European Union military capabilities need to be beefed up, the EU's top diplomat is set to argue Tuesday at a summit in Brussels in the wake of Britain's decision to leave the bloc.
Britain is a top player on foreign affairs and defence, with United Nations veto powers, nuclear weapons and the strongest army in the EU alongside France's. But it has always been sceptical of plans to strengthen EU military capabilities outside of NATO.
"While NATO exists to defend its members – most of which are European – from external attack, Europeans must be better equipped, trained and organized to contribute decisively to such collective efforts, as well as to act autonomously if and when necessary," a strategy paper to be discussed by the bloc's leaders, seen by dpa, says.
The 32-page document, titled Shared Vision, Common Action: A Stronger Europe - A Global Strategy for the European Union's Foreign and Security Policy, does not mention the so-called Brexit issue explicitly.
EU foreign policy chief Federica Mogherini was scheduled to present the paper Tuesday at an EU summit in Brussels. Britain's EU departure plans are all but certain to top the agenda at the summit, which was also due to be attended by NATO Secretary General Jens Stoltenberg.
The paper also calls for EU unity towards Russia and says that managing relations with the Kremlin "represents a key strategic challenge" for the bloc, which is finalizing a decision on renewing economic sanctions against Moscow for its actions in Ukraine.

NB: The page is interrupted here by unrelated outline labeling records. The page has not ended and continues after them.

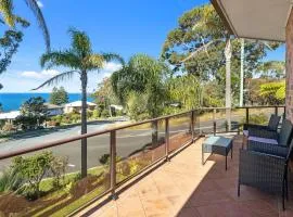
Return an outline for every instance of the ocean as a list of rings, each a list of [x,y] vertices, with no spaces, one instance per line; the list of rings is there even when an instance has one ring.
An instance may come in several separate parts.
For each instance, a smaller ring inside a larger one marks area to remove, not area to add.
[[[0,93],[0,103],[4,112],[20,110],[21,105],[33,97],[42,97],[46,102],[49,102],[50,93]],[[80,93],[68,93],[69,102],[81,100]],[[91,102],[92,99],[88,98]]]

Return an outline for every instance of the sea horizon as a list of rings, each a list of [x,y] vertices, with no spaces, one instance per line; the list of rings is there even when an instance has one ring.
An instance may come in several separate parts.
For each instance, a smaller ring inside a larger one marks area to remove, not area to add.
[[[33,97],[41,97],[49,102],[51,92],[1,92],[0,103],[2,104],[3,112],[11,112],[20,110],[21,105]],[[92,102],[90,98],[91,93],[88,93],[88,101]],[[81,93],[68,92],[68,101],[74,102],[81,100]]]

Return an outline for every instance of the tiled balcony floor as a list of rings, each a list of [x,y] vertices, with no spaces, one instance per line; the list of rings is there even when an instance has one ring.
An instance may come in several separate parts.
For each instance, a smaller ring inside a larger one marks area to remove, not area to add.
[[[280,199],[256,189],[242,186],[241,195],[237,196],[240,136],[234,138],[233,158],[229,157],[227,171],[225,157],[219,155],[211,156],[202,166],[202,141],[124,191],[118,200],[99,209],[93,204],[85,212],[97,217],[293,216],[292,193],[285,212]]]

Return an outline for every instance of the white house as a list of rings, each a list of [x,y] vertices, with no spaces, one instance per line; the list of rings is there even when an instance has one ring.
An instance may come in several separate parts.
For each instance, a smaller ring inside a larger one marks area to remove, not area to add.
[[[62,115],[63,114],[63,106],[61,105],[54,105],[50,103],[44,103],[47,106],[47,115],[48,116],[56,116],[56,115]]]
[[[81,113],[81,101],[71,102],[64,105],[64,113],[78,112]],[[94,110],[97,107],[95,103],[87,102],[88,110]]]
[[[11,111],[8,113],[0,113],[0,120],[12,123],[16,117],[21,115],[20,111]]]

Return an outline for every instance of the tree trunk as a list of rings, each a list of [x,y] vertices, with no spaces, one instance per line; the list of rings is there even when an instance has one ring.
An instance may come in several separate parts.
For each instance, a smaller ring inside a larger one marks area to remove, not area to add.
[[[81,135],[87,133],[87,72],[81,72]],[[87,138],[81,139],[81,178],[87,176]]]
[[[225,58],[226,58],[226,119],[228,131],[231,130],[231,40],[230,36],[226,40]]]

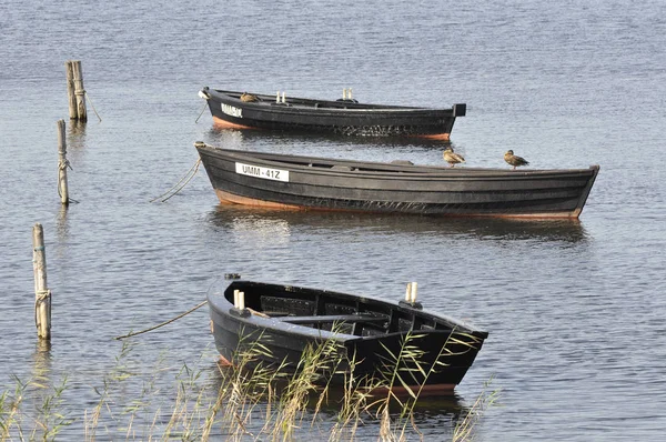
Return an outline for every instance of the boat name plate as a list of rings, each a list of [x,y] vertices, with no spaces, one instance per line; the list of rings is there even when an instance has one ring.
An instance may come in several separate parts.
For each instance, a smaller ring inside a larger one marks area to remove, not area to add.
[[[236,173],[242,175],[289,182],[289,170],[269,169],[259,165],[243,164],[242,162],[236,162],[235,164]]]
[[[243,110],[241,108],[236,108],[235,106],[222,103],[222,112],[231,117],[243,118]]]

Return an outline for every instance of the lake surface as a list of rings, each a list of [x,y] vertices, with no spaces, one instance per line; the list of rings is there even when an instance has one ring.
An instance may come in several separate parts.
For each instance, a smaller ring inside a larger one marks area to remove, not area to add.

"We will not recognize Russia's illegal annexation of Crimea nor accept the destabilization of eastern Ukraine," the EU text says, while proposing to "engage Russia to discuss disagreements and cooperate if and when our interests overlap."
Foreign policy priorities set by Mogherini also include greater intelligence cooperation against terrorists and securing free trade deals with the United States, Latin America, Japan, India and other Asian nations, as well as work with African partners to control migration flows.